Had next year not been his turn he would have continued his business as usual agenda,, block the vote. Rick Snyder is also up, "Get Out The Vote"!!!
Given the choice of 15 days of voting 7am to 1pm or 11am to 5pm or however you get about 6 hours a day of voting as it was OR 8 days of 6am to 6pm voting, I'd choose the latter.
"In 2011 Republicans, who had super majorities in both chambers of the legislature, passed HB 1355, which curtailed early voting days from 14 to eight; greatly proscribed the activities of voter registration organizations like the League of Women Voters; and made it harder for voters who had changed counties since the last election to cast ballots, a move that affected minorities proportionately more than whites.
The law was intentionally designed by Florida GOP staff and consultants to inhibit Democratic voters, former GOP officials and current GOP consultants have told The Palm Beach Post."
http://www.palmbeachpost.com/news/news/state-regional-govt-politics/early-voting-curbs-called-power-play/nTFDy/
I love this lady. Governor Scott, not so much. The last thing we need is more local partisan control over voting.
For the sake of the Mrs. Victors of the various states, why can't we just implement vote-by-mail (automatic absentee ballots) across the county?
It works well in Oregon and Washington. No lines, no polling places to manipulate, high voter turn out...
... oh yeah, I forgot the GOP is terrified of high voter turn out. My bad.
Florida already has vote-by-mail, and in the past, the Supervisor of Elections in Pinellas County (St. Petersburg/Clearwater) really pushed absentee ballots in lieu of early voting. The drawback to vote-by-mail is that if the Supervisor of Elections decides that your signature doesn't match the one on file, then the ballot gets thrown out--and reportedly, legitimate ballots get thrown out in the process.

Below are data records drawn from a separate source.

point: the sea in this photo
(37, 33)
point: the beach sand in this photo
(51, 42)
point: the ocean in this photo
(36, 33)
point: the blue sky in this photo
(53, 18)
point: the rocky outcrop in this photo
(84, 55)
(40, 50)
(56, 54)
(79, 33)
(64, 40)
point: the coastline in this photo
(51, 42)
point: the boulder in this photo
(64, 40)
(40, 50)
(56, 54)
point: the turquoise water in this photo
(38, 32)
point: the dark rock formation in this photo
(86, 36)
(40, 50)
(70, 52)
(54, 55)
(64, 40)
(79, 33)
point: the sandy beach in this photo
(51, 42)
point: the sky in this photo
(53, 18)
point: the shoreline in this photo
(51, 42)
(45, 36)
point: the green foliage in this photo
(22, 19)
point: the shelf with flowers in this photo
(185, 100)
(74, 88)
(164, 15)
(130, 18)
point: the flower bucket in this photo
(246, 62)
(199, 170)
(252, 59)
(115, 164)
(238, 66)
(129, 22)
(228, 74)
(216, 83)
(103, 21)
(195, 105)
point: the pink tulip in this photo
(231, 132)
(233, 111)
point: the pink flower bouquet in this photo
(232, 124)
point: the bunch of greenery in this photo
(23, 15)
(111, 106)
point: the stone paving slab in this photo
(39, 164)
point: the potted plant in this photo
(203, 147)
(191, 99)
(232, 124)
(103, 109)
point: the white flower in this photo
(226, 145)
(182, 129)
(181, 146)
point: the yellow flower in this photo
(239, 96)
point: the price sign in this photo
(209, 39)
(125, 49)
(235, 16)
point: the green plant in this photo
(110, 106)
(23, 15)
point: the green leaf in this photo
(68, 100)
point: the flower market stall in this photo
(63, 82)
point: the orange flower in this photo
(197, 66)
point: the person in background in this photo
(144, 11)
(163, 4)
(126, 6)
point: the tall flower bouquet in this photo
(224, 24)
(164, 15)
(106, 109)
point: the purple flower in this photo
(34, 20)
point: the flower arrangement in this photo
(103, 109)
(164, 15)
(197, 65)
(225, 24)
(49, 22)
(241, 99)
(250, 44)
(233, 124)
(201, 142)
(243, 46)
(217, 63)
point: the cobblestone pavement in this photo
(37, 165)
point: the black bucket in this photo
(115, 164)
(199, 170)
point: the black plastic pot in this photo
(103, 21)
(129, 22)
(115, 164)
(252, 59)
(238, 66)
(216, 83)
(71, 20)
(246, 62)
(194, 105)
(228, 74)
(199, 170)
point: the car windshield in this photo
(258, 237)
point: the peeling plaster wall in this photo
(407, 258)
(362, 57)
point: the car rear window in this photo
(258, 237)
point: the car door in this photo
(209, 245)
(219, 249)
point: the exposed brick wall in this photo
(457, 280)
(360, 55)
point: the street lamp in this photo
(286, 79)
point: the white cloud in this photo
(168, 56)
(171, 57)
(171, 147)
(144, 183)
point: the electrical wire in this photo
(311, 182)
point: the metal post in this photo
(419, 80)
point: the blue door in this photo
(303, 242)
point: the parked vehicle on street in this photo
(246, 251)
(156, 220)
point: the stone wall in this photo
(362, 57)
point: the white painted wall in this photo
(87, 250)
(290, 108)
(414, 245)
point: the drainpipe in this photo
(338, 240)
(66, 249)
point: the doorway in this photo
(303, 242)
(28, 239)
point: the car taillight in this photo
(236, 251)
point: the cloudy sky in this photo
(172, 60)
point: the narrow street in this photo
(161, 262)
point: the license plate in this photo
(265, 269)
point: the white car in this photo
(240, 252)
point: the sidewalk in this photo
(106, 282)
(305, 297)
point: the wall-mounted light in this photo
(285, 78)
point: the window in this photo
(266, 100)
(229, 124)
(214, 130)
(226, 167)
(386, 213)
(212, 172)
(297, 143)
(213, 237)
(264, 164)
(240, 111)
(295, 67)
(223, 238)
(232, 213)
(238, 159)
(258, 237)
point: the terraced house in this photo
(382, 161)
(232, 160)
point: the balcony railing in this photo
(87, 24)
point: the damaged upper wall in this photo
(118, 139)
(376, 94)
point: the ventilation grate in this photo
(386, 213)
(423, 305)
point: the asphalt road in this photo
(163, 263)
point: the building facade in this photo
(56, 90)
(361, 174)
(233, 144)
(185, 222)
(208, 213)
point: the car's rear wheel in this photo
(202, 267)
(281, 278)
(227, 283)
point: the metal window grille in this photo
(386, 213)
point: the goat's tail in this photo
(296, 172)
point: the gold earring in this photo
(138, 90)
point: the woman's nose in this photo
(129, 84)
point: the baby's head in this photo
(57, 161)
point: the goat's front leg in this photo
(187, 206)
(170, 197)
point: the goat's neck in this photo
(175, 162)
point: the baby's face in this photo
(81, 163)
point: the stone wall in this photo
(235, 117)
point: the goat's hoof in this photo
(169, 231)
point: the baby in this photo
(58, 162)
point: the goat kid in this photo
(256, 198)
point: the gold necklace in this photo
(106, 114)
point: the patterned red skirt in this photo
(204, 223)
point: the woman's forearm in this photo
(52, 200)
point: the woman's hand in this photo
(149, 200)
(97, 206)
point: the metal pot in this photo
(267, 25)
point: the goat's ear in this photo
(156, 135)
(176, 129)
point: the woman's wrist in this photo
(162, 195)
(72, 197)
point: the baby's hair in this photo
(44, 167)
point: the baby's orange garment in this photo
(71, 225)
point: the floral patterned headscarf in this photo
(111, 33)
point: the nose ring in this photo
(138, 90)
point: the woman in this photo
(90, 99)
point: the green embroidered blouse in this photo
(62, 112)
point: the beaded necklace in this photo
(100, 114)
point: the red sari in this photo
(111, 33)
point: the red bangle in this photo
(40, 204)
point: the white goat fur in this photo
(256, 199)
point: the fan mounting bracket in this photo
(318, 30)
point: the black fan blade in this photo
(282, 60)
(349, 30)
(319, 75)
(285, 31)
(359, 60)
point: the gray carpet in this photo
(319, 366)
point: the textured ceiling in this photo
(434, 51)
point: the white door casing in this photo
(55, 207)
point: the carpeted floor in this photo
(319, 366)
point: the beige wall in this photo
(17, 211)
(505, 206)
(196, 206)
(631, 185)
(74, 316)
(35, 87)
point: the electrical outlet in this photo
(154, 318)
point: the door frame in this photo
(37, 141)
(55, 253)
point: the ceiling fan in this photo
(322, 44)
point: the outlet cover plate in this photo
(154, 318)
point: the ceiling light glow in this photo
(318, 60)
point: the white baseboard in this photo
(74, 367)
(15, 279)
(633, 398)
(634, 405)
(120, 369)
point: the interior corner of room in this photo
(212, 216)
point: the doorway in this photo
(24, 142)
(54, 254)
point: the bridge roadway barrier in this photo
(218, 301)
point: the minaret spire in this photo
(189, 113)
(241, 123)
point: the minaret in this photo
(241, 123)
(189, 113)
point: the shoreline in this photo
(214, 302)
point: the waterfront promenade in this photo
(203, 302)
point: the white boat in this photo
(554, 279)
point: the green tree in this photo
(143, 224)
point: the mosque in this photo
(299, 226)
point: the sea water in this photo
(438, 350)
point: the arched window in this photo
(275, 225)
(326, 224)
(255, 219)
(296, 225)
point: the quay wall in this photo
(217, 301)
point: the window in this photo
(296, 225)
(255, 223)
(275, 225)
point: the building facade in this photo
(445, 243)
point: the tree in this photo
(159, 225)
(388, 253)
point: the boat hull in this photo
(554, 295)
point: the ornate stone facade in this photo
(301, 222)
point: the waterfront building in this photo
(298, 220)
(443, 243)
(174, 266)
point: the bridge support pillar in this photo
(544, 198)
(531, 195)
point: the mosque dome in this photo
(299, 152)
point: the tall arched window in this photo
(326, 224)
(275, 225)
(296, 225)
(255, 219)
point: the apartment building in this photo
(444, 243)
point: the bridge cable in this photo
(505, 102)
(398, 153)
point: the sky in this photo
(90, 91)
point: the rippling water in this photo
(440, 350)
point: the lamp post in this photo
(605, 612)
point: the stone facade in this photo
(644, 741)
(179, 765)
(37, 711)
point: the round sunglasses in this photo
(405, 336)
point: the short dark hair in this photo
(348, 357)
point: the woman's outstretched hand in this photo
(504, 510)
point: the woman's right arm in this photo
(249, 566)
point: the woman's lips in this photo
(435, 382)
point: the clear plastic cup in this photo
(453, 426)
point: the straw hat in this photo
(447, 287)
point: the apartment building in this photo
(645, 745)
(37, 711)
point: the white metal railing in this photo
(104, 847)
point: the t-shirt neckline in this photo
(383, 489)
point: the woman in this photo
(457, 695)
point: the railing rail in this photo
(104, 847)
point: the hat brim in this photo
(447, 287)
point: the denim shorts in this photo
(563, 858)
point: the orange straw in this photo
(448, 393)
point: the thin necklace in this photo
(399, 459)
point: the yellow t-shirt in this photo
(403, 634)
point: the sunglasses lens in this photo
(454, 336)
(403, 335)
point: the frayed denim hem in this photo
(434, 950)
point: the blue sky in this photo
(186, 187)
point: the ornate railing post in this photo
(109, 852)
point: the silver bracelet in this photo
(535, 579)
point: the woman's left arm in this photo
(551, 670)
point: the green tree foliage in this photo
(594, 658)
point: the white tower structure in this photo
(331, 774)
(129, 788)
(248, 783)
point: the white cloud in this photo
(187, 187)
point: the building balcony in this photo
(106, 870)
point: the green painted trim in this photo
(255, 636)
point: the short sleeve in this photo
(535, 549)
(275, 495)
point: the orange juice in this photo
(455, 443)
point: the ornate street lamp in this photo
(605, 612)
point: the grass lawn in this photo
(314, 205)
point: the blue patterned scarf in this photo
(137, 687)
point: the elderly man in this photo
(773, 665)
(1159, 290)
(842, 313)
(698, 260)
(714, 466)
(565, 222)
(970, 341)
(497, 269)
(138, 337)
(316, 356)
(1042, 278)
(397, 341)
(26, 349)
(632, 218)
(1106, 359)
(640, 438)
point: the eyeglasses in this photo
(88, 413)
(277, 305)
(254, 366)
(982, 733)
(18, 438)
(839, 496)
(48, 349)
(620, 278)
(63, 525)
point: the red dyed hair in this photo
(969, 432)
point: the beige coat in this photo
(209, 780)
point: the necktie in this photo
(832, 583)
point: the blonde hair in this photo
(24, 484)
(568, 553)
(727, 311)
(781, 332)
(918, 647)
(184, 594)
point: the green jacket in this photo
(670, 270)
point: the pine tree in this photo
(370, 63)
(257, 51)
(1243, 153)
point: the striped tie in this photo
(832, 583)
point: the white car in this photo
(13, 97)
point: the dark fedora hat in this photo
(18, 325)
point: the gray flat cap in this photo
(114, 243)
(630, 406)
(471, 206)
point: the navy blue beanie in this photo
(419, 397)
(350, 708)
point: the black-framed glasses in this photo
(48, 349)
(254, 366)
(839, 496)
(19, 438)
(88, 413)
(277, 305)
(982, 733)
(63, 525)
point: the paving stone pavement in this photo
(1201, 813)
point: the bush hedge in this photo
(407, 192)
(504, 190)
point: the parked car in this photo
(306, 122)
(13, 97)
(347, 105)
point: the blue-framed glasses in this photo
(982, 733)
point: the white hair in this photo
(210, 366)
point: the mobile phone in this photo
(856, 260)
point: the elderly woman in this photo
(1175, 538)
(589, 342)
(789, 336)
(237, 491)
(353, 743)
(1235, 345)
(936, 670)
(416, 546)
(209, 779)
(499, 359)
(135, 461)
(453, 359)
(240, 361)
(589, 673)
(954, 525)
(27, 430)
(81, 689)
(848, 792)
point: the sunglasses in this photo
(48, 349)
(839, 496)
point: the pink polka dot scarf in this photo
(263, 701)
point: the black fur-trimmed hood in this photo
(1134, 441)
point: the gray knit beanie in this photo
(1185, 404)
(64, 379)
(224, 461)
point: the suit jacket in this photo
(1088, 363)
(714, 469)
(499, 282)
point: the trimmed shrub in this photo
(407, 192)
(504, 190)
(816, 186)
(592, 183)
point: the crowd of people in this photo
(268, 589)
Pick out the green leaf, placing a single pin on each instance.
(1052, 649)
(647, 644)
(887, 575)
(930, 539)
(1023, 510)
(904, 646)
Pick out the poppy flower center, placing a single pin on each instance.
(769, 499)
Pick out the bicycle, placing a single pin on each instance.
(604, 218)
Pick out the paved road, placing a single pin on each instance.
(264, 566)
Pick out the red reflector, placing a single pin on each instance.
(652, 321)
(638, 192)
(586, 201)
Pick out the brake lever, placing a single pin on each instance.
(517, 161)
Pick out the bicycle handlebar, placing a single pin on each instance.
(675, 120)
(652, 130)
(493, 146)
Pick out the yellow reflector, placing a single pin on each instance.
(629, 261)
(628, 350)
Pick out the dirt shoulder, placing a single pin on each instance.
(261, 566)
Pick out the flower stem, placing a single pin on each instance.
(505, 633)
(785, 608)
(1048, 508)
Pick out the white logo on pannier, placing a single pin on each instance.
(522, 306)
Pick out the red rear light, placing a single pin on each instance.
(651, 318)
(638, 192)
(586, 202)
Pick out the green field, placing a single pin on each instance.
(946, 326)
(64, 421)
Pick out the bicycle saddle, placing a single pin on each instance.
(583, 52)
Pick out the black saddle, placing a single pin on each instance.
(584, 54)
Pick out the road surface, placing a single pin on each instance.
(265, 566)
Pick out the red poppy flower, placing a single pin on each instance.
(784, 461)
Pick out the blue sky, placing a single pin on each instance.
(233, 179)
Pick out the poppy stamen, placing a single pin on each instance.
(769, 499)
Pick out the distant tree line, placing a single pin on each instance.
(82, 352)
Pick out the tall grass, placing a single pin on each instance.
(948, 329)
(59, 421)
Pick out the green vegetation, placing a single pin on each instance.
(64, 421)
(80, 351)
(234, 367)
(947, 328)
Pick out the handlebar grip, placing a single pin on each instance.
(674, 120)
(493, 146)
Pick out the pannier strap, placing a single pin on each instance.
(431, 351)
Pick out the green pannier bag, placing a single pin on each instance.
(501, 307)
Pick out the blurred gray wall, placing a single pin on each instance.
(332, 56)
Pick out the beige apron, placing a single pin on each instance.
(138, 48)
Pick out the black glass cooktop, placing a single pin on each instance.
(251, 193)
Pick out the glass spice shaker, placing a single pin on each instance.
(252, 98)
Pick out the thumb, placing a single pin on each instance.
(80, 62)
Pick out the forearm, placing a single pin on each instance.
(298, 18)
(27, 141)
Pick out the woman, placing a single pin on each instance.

It is my understanding that in Oregon, if signatures do not match, the authorities are proactive; they contact you to resolve the situation. Here in Florida, however, if the Supervisor of Elections decides that you are not John Hancock, then you are not John Hancock, end of story. Florida law provides no remedy for voters who get disenfranchised because of signature problems.
And as for Gov. Scott: as Laura points out, he himself refused to veto the legislation that enacted the very things he is now complaining about.
One more datum: according to a recent Public Policy Polling (PPP) poll, Rick Scott's approval rating is a whopping 33% among all voters--and is at 49% among Republicans.
One more point: I have frequently seen Rick Scott compared to the cartoon character Skeletor. Personally, I'd vote for Nosferatu (either Schreck or Malkovich) as a better pop-culture lookalike. Just my opinion. . . .
PPP poll results: http://www.publicpolicypolling.com/pdf/2011/PPP_Release_FL_116.pdf
Here is another option - voting online.
I work at a "Big Box" store. Often a customer calls in an order. They give me their credit card number, the expiration date, the 3-digit security code, the name on the card, and the zipcode of the billing address. I have never heard any customer complain of CC fraud.
It seems to me that any online voting system could use some combination of ID numbers, eg. driver's licence, SS#, home address, etc., that positively identify that person as being a registered voter.
In my home state, Minnesota, if I wanted to see a sample ballot, all I had to do was go to a government-sponsered website and type in my home address. A sample ballot appeared that was specific to my city, township, school district, whatever.
It doesn't seem to be that dificult. We should just do it. The easy part is that the Fed. government can mandate this for all federal elections, which pretty much decides it for all elections (except maybe schoolboard, if it is completely separate from any other election.)
the gop is sitting in one of their secret meeting rooms. how do we win elections when the majority of americans don't like us? the answer is you cheat. you lie. you steal. you redraw districts. you shorten voting hours. you add identification procedures. you make the ballot harder to understand. you do everything you can to get poor americans to not cast a ballot. you get judges to throw out huge blocks of inner city votes. and then you stand up on a stage and tell everyone how hard you have worked trying to get everyone a chance to vote. when are some of you people ever going to wake up!